News no longer belongs to corporations.
Screen grab from LiveJournal.com
Wiki-news, not mere citizen journalism, rolled out the news of yesterday's horrorific shootings at Virginia Tech University. Information came not only from degree-holding arbiters of What's News, but from folks literally in the line of fire.
The Roanoke Times disdained using the traditional format for the story, instead opting for moment-by-moment blogging by several reporters. AP producers and reporters jumped online to use Facebook, blogs, Xangas, and email to find student sources for their stories, like Mr. Resnick from Washington (right).
Jamal Albarghouti's cell phone video wasn't the only submission from wiki-reporters, though. CNN had about 100 additional content submissions—video, photos, and enough heresay to worry any newspaper's lawyer. (For example, some folks quickly misidentified an innocent but "Asian" student and vilified him online before the alleged culprit, South Korean student Cho Seung-Hui, was named.)
Albarghouti's original, uncut gunshot video.

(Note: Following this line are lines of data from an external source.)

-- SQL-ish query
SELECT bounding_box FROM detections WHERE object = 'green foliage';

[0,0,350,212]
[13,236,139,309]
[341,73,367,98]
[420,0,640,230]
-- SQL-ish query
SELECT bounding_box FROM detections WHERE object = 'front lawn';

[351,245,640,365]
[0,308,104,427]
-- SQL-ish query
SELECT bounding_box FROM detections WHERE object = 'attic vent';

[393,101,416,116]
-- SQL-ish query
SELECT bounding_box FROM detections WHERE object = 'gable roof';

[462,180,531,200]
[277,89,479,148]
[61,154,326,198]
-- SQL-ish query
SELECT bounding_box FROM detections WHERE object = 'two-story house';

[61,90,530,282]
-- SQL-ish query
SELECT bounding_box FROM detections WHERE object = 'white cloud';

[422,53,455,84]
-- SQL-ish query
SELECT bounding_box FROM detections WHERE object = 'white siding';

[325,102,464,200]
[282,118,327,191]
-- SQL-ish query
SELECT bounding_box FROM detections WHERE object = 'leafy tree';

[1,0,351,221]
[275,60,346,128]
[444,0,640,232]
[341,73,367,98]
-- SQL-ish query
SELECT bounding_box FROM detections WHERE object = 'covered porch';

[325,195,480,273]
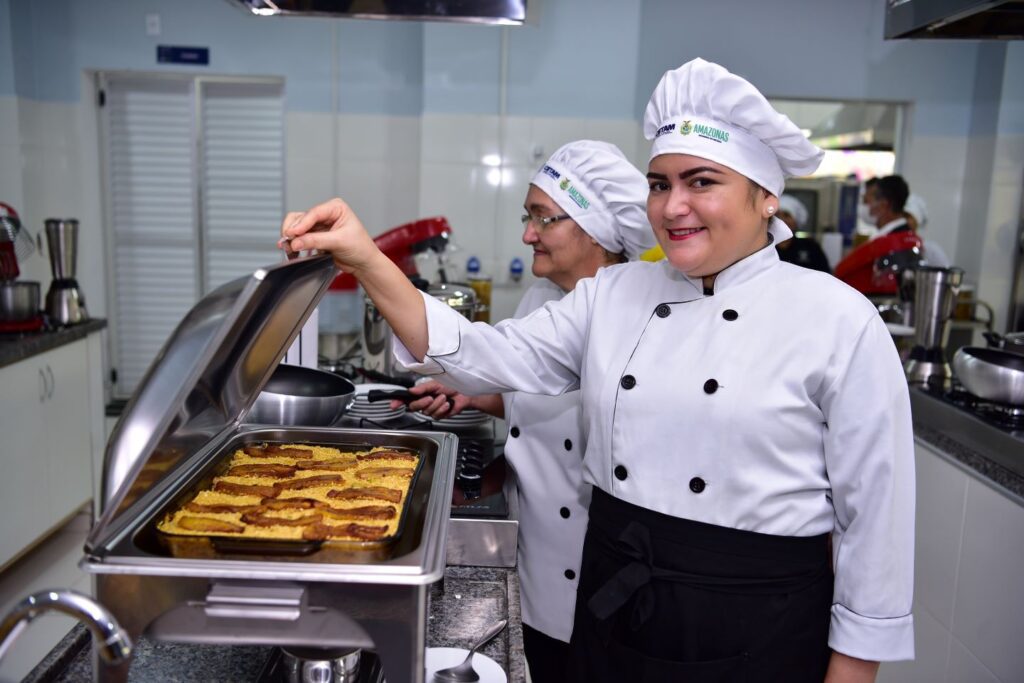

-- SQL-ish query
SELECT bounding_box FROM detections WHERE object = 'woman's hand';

[279,198,380,275]
[393,380,473,418]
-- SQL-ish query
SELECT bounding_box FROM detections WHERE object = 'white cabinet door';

[0,357,49,567]
[41,339,94,524]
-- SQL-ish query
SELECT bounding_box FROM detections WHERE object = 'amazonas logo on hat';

[558,176,590,210]
[680,120,730,144]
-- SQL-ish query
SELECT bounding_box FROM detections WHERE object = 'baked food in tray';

[157,442,421,543]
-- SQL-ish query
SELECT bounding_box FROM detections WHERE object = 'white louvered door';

[100,74,284,398]
[200,80,284,291]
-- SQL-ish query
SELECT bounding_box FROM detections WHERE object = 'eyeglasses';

[521,213,571,230]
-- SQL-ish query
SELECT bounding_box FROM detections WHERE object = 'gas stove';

[938,384,1024,435]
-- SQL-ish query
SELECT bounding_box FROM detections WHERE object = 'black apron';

[567,489,833,682]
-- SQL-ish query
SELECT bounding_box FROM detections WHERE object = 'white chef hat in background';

[905,193,928,230]
[530,140,656,260]
[643,58,824,198]
[779,194,809,230]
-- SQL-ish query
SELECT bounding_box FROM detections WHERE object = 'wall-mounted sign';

[157,46,210,65]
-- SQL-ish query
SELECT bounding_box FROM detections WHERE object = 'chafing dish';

[83,254,457,683]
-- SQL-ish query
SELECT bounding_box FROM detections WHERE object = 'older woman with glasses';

[281,58,914,683]
[395,140,654,682]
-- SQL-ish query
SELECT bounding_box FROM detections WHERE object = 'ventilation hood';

[804,102,898,151]
[229,0,530,24]
[885,0,1024,39]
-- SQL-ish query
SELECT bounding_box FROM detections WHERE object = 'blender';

[903,265,964,390]
[44,218,89,326]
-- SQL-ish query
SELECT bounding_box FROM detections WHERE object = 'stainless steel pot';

[427,283,478,320]
[952,346,1024,405]
[0,281,40,321]
[247,363,356,426]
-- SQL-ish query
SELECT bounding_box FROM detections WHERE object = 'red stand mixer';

[319,217,453,376]
[0,203,45,334]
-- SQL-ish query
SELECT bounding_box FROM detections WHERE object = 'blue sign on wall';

[157,46,210,65]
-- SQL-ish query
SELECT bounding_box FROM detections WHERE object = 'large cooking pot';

[247,363,356,426]
[0,281,40,321]
[952,346,1024,405]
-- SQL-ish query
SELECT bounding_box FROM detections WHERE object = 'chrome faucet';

[0,590,132,665]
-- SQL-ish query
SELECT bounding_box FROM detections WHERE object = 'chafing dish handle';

[144,582,375,650]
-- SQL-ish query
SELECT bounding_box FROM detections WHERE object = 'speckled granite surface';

[22,565,525,683]
[915,425,1024,501]
[0,319,106,369]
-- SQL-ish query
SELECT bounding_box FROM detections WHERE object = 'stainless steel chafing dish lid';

[87,253,337,552]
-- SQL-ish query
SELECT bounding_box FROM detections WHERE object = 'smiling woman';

[281,57,915,683]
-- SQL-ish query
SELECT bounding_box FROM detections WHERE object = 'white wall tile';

[877,606,950,683]
[499,116,537,167]
[951,478,1024,682]
[945,636,999,683]
[418,161,497,269]
[528,117,584,165]
[286,153,335,214]
[583,119,643,167]
[336,113,421,162]
[422,114,489,164]
[286,111,333,159]
[901,134,970,270]
[913,443,968,629]
[337,159,421,239]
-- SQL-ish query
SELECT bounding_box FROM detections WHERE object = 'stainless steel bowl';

[0,281,41,321]
[247,364,356,426]
[952,346,1024,405]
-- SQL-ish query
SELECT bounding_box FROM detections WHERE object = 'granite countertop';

[910,387,1024,502]
[0,319,106,369]
[23,565,525,683]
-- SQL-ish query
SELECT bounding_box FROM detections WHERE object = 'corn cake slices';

[158,443,419,542]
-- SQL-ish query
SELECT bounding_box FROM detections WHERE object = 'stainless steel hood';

[229,0,530,24]
[807,102,898,151]
[885,0,1024,39]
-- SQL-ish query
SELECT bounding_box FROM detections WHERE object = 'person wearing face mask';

[280,58,914,683]
[775,193,832,273]
[397,140,656,682]
[835,175,923,295]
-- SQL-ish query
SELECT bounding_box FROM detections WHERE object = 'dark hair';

[865,177,880,188]
[876,175,909,213]
[747,178,768,208]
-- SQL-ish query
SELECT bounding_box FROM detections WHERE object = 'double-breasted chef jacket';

[397,222,916,662]
[501,279,592,644]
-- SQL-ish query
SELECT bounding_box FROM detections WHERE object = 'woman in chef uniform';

[406,140,655,682]
[281,58,915,683]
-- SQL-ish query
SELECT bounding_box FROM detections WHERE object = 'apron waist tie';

[587,520,828,633]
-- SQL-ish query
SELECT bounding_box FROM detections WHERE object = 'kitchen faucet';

[0,589,131,665]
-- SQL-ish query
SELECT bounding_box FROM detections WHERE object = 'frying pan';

[247,364,356,426]
[952,347,1024,405]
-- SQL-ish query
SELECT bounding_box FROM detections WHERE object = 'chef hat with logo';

[779,194,809,230]
[530,140,656,260]
[643,58,824,198]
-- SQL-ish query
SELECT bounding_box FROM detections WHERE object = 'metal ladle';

[432,618,508,682]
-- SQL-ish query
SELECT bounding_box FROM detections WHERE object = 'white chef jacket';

[870,217,910,240]
[396,225,916,662]
[501,279,591,643]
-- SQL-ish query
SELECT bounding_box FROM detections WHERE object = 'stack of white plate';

[430,408,491,428]
[349,383,407,421]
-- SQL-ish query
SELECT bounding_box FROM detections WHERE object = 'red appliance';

[329,216,452,292]
[834,231,923,296]
[0,203,45,334]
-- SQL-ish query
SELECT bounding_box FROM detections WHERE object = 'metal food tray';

[137,427,434,565]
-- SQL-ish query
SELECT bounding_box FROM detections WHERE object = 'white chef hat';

[643,58,824,198]
[530,140,656,260]
[779,194,809,230]
[905,193,928,230]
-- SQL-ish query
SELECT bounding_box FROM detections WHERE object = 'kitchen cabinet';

[877,440,1024,683]
[0,333,104,569]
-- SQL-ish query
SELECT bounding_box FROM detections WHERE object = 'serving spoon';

[432,618,508,682]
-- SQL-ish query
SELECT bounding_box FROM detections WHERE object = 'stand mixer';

[0,205,45,334]
[317,217,453,377]
[44,218,89,326]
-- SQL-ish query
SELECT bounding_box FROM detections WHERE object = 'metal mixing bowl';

[0,281,41,321]
[247,364,356,426]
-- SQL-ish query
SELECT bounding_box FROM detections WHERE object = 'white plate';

[425,648,506,683]
[354,382,406,395]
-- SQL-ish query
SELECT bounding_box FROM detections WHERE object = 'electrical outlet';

[146,13,161,36]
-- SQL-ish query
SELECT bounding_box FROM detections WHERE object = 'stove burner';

[942,387,1024,430]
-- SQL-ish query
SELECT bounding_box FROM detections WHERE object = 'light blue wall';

[422,23,503,114]
[998,42,1024,135]
[0,0,14,95]
[1,0,423,114]
[634,0,982,137]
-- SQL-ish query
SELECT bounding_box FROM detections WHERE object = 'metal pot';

[247,363,356,426]
[983,331,1024,356]
[952,347,1024,405]
[428,282,479,320]
[0,281,40,321]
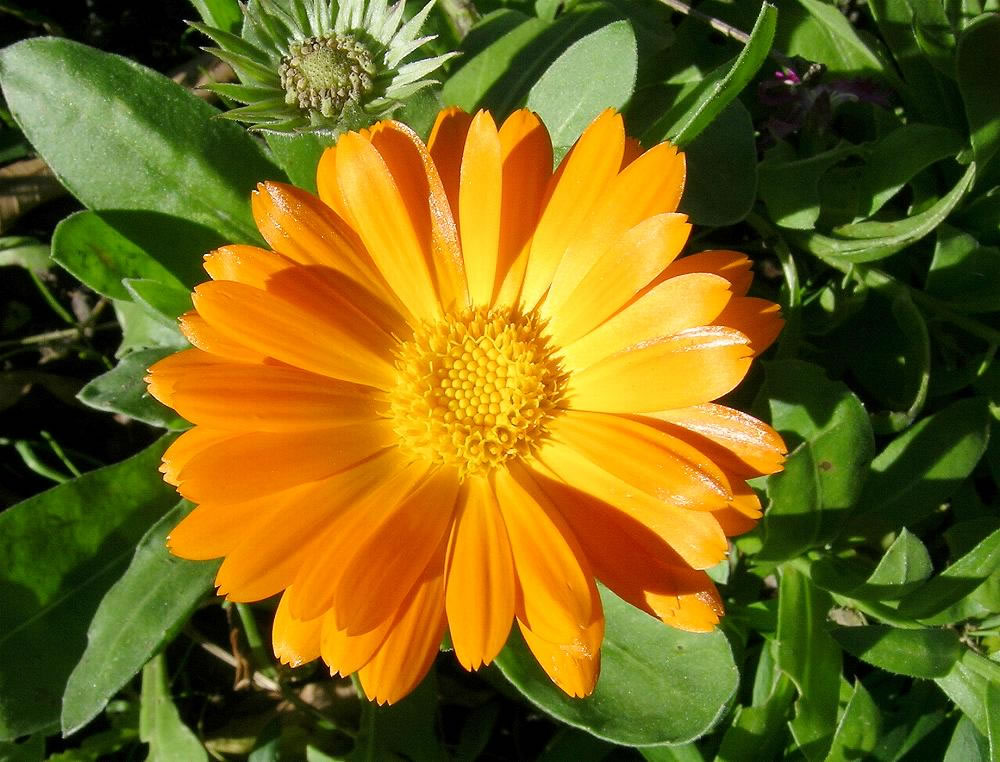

We saw mistakes and outright dumb speculation, it's true. We also saw as much information (or even more than) the official news gatekeepers at the scene provided. As a journalism student, I want to work to get the story right; but I also want as much information as possible. Wiki-news will allow some mistakes to slip through, but I'll let that bother me as soon as newspapers become mistake-free themselves.